Scripting and Automation Fundamentals
January 17, 2025
Master scripting and automation from Bash and Python, building CI/CD pipelines, automating deployments, and eliminating manual toil.
Scripting and Automation Fundamentals
Manual work doesn't scale. If you're SSH-ing into servers, running the same commands repeatedly, or clicking through cloud consoles to deploy infrastructure, you're doing it wrong. Modern cloud engineering is built on automation-- scripts, pipelines, and infrastructure as code that eliminate repetitive tasks, reduce human error, and enable teams to ship faster.
This guide covers the scripting and automation fundamentals every cloud engineer, DevOps engineer, and SRE needs to know. You'll learn Bash scripting, Python automation, CI/CD concepts, and how to build reliable, repeatable deployment workflows.
Why Cloud Engineers Need Scripting and Automation
Automation isn't optional. Unless your goal is to give yourself job security by making every process long and convoluted, you need to be automating.
- Eliminate toil: Automate repetitive tasks (deployments, backups, log rotation, security scans).
- Ensure consistency: Scripts execute the same way every time. No human error.
- Speed up deployments: CI/CD pipelines deploy infrastructure in minutes instead of hours.
- Improve reliability: Add error handling and catch errors before they reach production.
If you're not automating, you're wasting your time and your company's money.
Core Automation Concepts
Idempotency
An idempotent operation produces the same result whether you run it once or multiple times. This is critical for automation.
Non-idempotent (bad):
# Creates a new file every time
echo "data" >> config.txt
Idempotent (good):
# Replaces file, same result every time
echo "data" > config.txt
Infrastructure tools like Terraform and Ansible are designed to be idempotent-- running them multiple times won't break your infrastructure.
Declarative vs Imperative
- Imperative: Specify the exact steps to achieve a result (Bash scripts, Python scripts).
- Declarative: Describe the desired end state, let the tool figure out the steps (Terraform, CloudFormation, Kubernetes).

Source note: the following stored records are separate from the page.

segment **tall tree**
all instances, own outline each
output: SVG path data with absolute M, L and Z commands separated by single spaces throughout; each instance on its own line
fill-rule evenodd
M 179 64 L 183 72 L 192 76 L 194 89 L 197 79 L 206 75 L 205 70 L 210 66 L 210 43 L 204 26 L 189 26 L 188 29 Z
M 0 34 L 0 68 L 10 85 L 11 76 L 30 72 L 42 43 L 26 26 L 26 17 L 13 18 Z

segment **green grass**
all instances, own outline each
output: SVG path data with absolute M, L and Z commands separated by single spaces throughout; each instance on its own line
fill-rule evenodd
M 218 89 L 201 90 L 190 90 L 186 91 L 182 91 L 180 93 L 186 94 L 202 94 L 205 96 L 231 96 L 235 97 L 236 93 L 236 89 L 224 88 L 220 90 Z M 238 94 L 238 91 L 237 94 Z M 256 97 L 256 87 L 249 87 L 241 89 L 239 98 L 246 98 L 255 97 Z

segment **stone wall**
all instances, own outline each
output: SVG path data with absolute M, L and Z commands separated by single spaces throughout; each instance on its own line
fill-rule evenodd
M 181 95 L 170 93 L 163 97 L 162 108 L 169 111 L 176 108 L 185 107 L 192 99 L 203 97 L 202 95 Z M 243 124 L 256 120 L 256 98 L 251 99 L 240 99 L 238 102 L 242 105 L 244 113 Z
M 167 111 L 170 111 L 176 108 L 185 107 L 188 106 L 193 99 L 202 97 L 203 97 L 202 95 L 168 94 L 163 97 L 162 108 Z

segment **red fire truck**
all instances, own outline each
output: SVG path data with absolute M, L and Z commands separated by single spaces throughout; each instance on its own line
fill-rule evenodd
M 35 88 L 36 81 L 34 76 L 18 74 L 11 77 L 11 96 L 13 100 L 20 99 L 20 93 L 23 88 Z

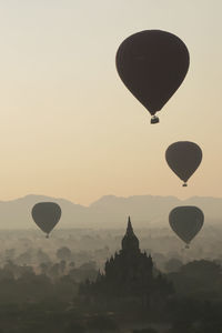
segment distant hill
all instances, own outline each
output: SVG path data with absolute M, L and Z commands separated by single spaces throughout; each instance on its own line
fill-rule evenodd
M 222 221 L 222 198 L 193 196 L 179 200 L 174 196 L 134 195 L 119 198 L 105 195 L 89 206 L 64 199 L 30 194 L 12 201 L 0 202 L 0 229 L 36 228 L 31 209 L 37 202 L 53 201 L 60 204 L 60 228 L 124 228 L 128 215 L 134 226 L 164 226 L 169 212 L 178 205 L 196 205 L 205 215 L 205 222 Z

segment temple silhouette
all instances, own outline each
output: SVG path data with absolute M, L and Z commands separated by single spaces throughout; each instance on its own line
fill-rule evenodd
M 152 258 L 141 252 L 130 216 L 122 249 L 107 260 L 104 272 L 99 271 L 95 281 L 87 280 L 79 289 L 82 300 L 102 306 L 127 302 L 149 307 L 153 302 L 162 303 L 172 293 L 172 284 L 161 273 L 153 274 Z

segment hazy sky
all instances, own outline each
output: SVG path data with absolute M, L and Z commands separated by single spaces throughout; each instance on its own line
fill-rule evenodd
M 221 12 L 221 0 L 1 0 L 0 200 L 222 196 Z M 114 62 L 145 29 L 179 36 L 191 57 L 157 125 Z M 180 140 L 203 150 L 186 189 L 164 161 Z

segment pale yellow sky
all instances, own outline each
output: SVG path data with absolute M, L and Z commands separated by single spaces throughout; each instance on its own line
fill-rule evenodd
M 2 0 L 0 200 L 222 196 L 221 12 L 220 0 Z M 158 125 L 114 62 L 122 40 L 145 29 L 178 34 L 191 57 Z M 164 161 L 180 140 L 203 150 L 186 189 Z

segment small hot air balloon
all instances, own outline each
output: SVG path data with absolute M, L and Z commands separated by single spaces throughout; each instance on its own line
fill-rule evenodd
M 47 233 L 48 239 L 61 218 L 61 208 L 56 202 L 39 202 L 32 208 L 31 214 L 37 225 Z
M 186 243 L 186 248 L 203 226 L 203 212 L 194 205 L 176 206 L 169 215 L 170 226 Z
M 184 182 L 195 172 L 202 161 L 202 150 L 190 141 L 174 142 L 165 151 L 165 160 L 170 169 Z
M 117 52 L 118 73 L 131 93 L 159 122 L 160 111 L 183 82 L 189 64 L 184 42 L 162 30 L 144 30 L 127 38 Z

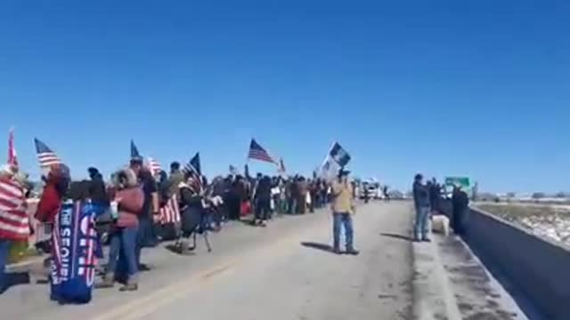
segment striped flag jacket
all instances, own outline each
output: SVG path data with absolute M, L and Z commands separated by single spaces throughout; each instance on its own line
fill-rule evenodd
M 0 239 L 25 240 L 28 236 L 24 188 L 8 177 L 0 177 Z

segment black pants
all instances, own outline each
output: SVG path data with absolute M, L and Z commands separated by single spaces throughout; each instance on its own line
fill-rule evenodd
M 269 218 L 270 212 L 271 199 L 258 198 L 257 201 L 256 201 L 256 220 L 265 221 Z
M 452 217 L 452 228 L 457 235 L 465 234 L 465 227 L 467 224 L 467 208 L 453 208 L 453 216 Z
M 241 202 L 240 201 L 240 197 L 233 193 L 228 193 L 224 197 L 224 203 L 226 206 L 228 219 L 239 220 L 240 212 L 241 210 Z

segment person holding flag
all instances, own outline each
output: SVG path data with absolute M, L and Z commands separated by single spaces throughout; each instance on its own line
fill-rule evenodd
M 139 153 L 134 141 L 131 140 L 131 161 L 129 167 L 137 176 L 139 184 L 144 194 L 144 202 L 138 215 L 139 224 L 136 240 L 136 261 L 139 270 L 149 271 L 150 268 L 141 263 L 141 251 L 142 248 L 154 247 L 158 239 L 153 228 L 153 217 L 159 214 L 159 189 L 150 170 L 143 165 L 143 158 Z
M 15 176 L 13 165 L 0 169 L 0 293 L 8 287 L 4 268 L 10 246 L 13 242 L 28 240 L 29 236 L 26 192 Z
M 341 169 L 338 179 L 332 184 L 333 252 L 340 254 L 340 228 L 345 228 L 346 254 L 357 255 L 354 246 L 354 228 L 352 216 L 356 213 L 353 187 L 348 182 L 350 172 Z

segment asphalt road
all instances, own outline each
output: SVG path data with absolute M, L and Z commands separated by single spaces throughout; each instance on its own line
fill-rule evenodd
M 153 268 L 136 292 L 97 290 L 86 306 L 58 306 L 45 284 L 0 296 L 6 319 L 409 319 L 411 213 L 406 203 L 373 203 L 354 217 L 357 257 L 328 251 L 325 211 L 286 216 L 267 228 L 235 222 L 195 255 L 143 252 Z

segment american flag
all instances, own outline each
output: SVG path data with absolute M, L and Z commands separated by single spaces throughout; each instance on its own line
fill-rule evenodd
M 153 176 L 156 176 L 157 174 L 160 173 L 160 172 L 162 171 L 162 168 L 160 167 L 160 164 L 158 161 L 156 161 L 151 157 L 149 157 L 148 163 L 149 163 L 149 170 L 151 170 L 151 173 L 152 173 Z
M 283 158 L 280 158 L 279 159 L 279 164 L 278 164 L 279 168 L 279 172 L 280 173 L 285 173 L 287 172 L 287 169 L 285 168 L 285 162 L 283 161 Z
M 23 240 L 29 235 L 23 188 L 10 178 L 0 178 L 0 239 Z
M 249 159 L 275 164 L 275 160 L 273 160 L 273 158 L 269 156 L 267 151 L 263 147 L 261 147 L 255 139 L 251 140 L 251 144 L 249 145 L 249 154 L 248 157 Z
M 196 181 L 196 187 L 198 187 L 199 190 L 204 188 L 204 186 L 202 186 L 202 168 L 200 161 L 200 152 L 197 152 L 184 165 L 183 172 Z
M 160 208 L 159 221 L 163 225 L 180 222 L 180 206 L 178 205 L 176 195 L 173 195 L 167 204 Z
M 8 135 L 8 164 L 18 167 L 18 156 L 14 147 L 14 130 L 11 129 Z
M 49 148 L 45 143 L 37 139 L 34 139 L 34 142 L 36 143 L 36 152 L 37 153 L 37 160 L 41 168 L 46 169 L 53 164 L 63 164 L 55 152 Z
M 136 146 L 134 145 L 134 140 L 131 140 L 131 159 L 142 160 L 142 157 L 141 156 L 141 153 L 139 152 L 138 148 L 136 148 Z

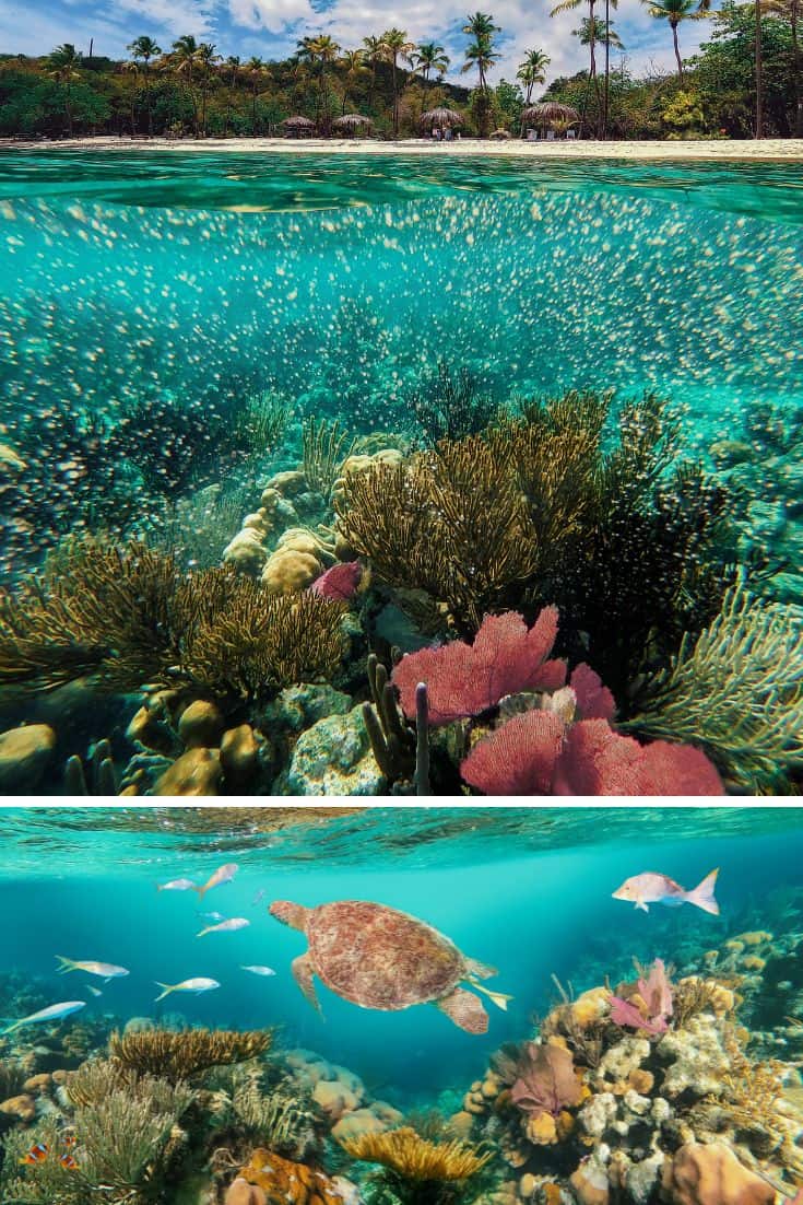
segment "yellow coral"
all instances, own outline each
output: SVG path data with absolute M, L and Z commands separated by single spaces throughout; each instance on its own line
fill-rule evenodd
M 353 1159 L 380 1163 L 405 1180 L 467 1180 L 490 1160 L 490 1152 L 467 1142 L 430 1142 L 408 1125 L 384 1134 L 361 1134 L 343 1142 Z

Declarative is usually better for infrastructure, imperative for one-off tasks and glue scripts.
Environment Variables
Store configuration outside your code:
export AWS_REGION="us-east-1"
export DB_PASSWORD="secretpass"
Never hardcode secrets. Use environment variables, secret managers, or config files (excluded from Git).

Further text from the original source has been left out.